From Where We Are

Is springtime dating app romance in the air, or are USC students over swiping culture?

Students share their frustrations with dating apps and the search for real connections.

A photo of rose bouquets
Roses are displayed at a flower shop on Valentine's Day in Vilnius, Lithuania. (Photo courtesy of AP Photo/Mindaugas Kulbis)

Dating apps have been around for over a decade now, and they’re still as popular as ever. Tinder, Hinge, and Bumble reign supreme as the top dating apps, and since 2019, three in ten U.S. adults have reported using them. That number jumps to almost six in ten for unmarried adults under 50.

But just because people are using them doesn’t mean they actually like them.

As spring began to blossom at USC, students chimed in on how they feel about swiping for love versus meeting people the old-fashioned way, face to face.
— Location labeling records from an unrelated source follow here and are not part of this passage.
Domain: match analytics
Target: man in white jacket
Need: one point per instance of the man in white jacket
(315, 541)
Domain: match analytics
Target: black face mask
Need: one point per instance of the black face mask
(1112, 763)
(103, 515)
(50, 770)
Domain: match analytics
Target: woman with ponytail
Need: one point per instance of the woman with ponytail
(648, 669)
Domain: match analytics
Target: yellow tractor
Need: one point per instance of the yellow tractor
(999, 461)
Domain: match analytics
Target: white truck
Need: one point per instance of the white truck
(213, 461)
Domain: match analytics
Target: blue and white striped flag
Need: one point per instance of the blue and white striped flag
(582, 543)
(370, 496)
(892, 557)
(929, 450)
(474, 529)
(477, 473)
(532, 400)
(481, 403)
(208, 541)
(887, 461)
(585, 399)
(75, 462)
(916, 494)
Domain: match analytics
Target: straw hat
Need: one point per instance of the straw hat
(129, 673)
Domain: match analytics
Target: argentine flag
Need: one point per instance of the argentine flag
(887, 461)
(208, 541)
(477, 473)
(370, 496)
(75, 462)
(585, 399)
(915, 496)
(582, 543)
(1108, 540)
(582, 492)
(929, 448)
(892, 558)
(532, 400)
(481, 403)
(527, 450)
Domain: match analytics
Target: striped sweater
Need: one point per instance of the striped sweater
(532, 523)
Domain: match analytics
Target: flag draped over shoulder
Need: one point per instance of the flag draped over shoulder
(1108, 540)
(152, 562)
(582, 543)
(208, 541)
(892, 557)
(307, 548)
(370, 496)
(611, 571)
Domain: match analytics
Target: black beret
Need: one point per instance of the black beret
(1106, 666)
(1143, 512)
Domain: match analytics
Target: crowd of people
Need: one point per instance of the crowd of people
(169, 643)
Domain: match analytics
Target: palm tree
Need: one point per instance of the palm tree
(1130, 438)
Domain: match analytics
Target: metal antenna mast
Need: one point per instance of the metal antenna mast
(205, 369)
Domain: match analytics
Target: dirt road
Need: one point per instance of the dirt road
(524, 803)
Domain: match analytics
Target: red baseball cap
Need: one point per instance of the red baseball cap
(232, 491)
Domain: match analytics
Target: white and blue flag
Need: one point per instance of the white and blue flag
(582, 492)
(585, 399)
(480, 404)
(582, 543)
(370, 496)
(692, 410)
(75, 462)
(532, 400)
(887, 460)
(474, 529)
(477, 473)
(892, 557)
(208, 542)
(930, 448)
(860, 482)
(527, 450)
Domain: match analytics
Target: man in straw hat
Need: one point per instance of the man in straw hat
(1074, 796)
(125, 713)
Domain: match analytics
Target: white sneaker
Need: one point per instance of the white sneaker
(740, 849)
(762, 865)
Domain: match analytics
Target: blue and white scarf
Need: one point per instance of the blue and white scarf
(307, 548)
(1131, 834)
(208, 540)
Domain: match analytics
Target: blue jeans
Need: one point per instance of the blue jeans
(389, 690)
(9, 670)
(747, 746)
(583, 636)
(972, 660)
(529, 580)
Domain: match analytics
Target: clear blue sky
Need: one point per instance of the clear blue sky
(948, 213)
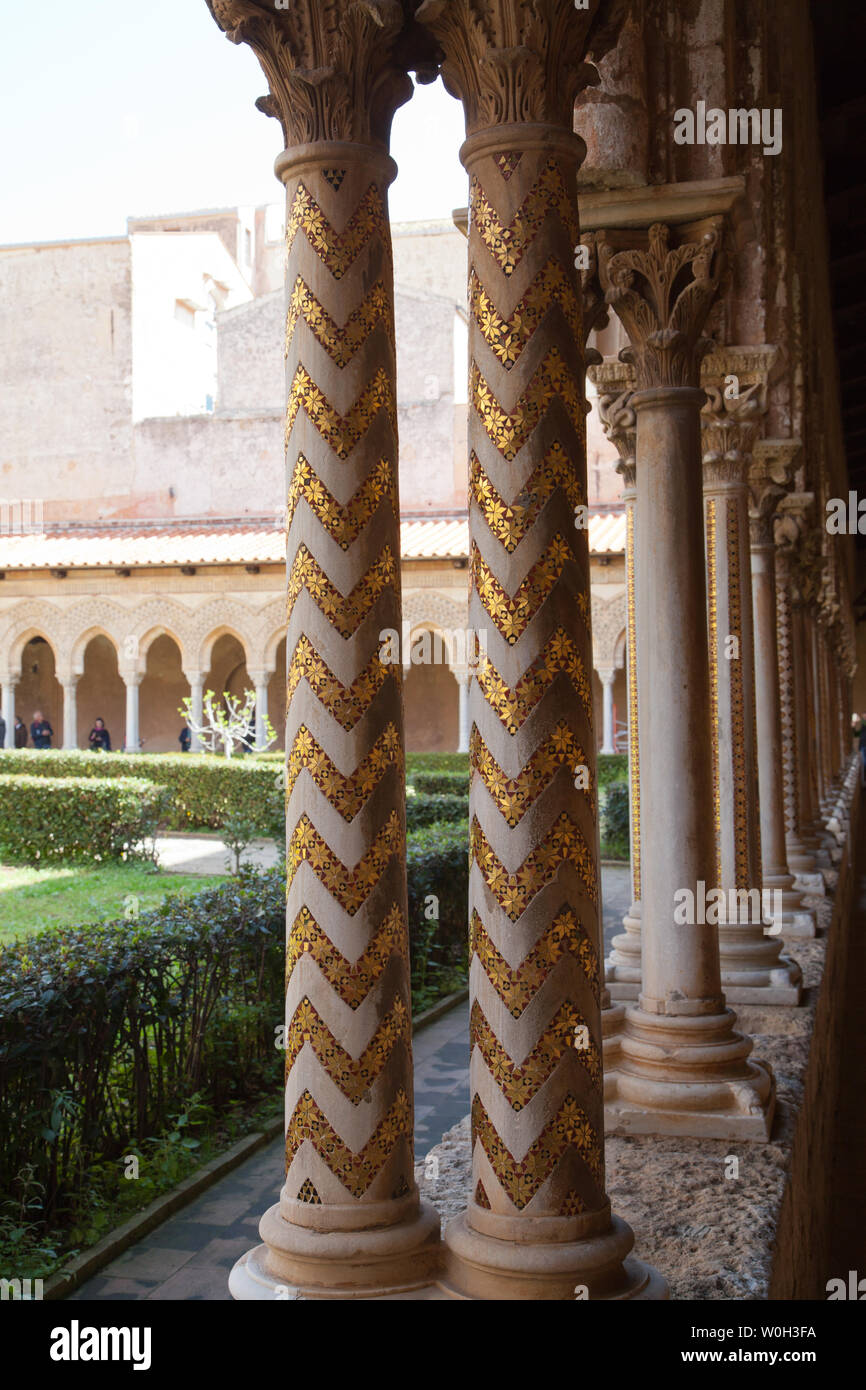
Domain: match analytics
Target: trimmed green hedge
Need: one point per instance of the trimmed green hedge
(66, 818)
(445, 783)
(205, 790)
(423, 811)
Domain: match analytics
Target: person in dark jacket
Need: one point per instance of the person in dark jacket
(100, 738)
(41, 731)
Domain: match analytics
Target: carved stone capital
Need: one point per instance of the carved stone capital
(662, 284)
(736, 384)
(770, 476)
(513, 63)
(331, 66)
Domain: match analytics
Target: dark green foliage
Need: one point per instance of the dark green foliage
(47, 819)
(423, 811)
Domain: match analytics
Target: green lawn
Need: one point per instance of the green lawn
(72, 894)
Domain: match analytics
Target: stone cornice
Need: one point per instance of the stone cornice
(330, 64)
(642, 275)
(512, 63)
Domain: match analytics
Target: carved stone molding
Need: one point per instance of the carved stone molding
(730, 419)
(642, 277)
(331, 64)
(513, 61)
(770, 477)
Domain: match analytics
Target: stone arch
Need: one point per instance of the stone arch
(608, 624)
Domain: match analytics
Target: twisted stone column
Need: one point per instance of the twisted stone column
(615, 385)
(754, 970)
(683, 1066)
(348, 1222)
(769, 477)
(790, 531)
(538, 1222)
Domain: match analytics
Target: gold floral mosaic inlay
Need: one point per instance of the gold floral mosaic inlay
(563, 844)
(350, 887)
(510, 523)
(570, 1129)
(355, 1171)
(508, 337)
(345, 792)
(353, 1076)
(508, 242)
(515, 795)
(519, 986)
(350, 979)
(510, 430)
(513, 615)
(345, 702)
(342, 523)
(520, 1082)
(515, 704)
(341, 432)
(338, 250)
(345, 613)
(341, 344)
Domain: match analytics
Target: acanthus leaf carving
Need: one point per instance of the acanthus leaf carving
(662, 285)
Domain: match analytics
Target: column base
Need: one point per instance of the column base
(688, 1075)
(399, 1261)
(598, 1266)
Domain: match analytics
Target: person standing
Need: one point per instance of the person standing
(100, 738)
(41, 731)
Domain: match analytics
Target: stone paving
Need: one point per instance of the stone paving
(191, 1254)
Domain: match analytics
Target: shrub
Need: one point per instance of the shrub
(423, 811)
(615, 822)
(612, 767)
(66, 818)
(205, 790)
(106, 1030)
(445, 783)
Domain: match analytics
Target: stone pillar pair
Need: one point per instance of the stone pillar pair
(349, 1222)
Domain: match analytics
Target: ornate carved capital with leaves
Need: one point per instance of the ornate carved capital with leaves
(662, 285)
(513, 61)
(770, 476)
(331, 64)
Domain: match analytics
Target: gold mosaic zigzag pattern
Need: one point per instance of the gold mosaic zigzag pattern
(350, 887)
(513, 615)
(515, 704)
(350, 979)
(515, 891)
(345, 613)
(338, 250)
(520, 1082)
(521, 1179)
(353, 1076)
(515, 795)
(355, 1171)
(508, 337)
(517, 987)
(341, 432)
(509, 431)
(342, 523)
(345, 794)
(341, 344)
(508, 242)
(510, 523)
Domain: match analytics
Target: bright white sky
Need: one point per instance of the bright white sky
(117, 107)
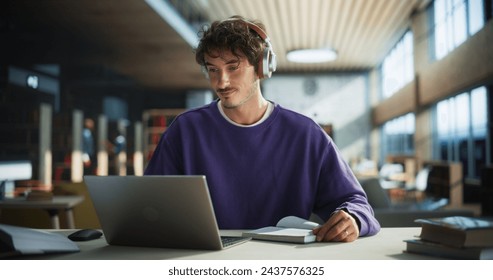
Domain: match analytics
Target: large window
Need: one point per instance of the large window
(398, 67)
(461, 125)
(398, 136)
(454, 21)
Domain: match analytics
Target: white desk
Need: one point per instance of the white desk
(388, 244)
(53, 206)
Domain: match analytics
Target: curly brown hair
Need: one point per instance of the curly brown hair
(233, 34)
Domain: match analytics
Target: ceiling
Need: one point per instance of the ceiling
(127, 42)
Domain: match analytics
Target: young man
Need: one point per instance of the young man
(262, 162)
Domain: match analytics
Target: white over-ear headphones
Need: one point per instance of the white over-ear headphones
(267, 63)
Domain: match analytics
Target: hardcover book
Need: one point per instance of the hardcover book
(458, 231)
(439, 250)
(289, 229)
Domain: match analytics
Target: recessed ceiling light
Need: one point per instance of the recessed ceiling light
(312, 55)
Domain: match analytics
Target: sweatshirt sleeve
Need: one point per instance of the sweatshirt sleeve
(340, 190)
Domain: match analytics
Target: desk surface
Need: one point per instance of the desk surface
(388, 244)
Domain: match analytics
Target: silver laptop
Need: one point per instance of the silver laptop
(157, 211)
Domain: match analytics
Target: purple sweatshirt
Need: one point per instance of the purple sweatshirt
(286, 165)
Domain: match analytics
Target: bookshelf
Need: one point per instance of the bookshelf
(155, 123)
(20, 133)
(445, 180)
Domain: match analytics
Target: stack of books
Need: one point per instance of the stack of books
(454, 237)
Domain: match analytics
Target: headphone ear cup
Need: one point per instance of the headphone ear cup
(267, 64)
(206, 73)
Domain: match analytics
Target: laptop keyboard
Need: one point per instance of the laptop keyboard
(233, 240)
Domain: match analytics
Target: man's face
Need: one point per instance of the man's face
(233, 78)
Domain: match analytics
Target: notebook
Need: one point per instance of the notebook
(157, 211)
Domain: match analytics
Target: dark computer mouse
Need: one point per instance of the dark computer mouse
(85, 235)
Anika Park, a sophomore art major, said dating apps have not been the best way for her to make meaningful connections.

“When I did...have dating apps, like it felt like a game to me, like it didn’t feel real, in a sense, because, you know, you’re just like, swiping on these, like profiles,” Park said. “It almost felt like a game to me... Then we match. And like... this is real, you know?”

Park said she has also noticed a pattern among users that makes dating feel like a cycle—one where people keep swiping because they believe there’s always a better option out there.

“Serial daters is a good way to put it...even if they do date, I feel like they don’t really last long and they like immediately go to the dating apps again and try to find someone else, which is like, fine. I’m not judging anyone who does it,” she said, “but I feel like dating apps has like, enabled people to do it a lot more often.”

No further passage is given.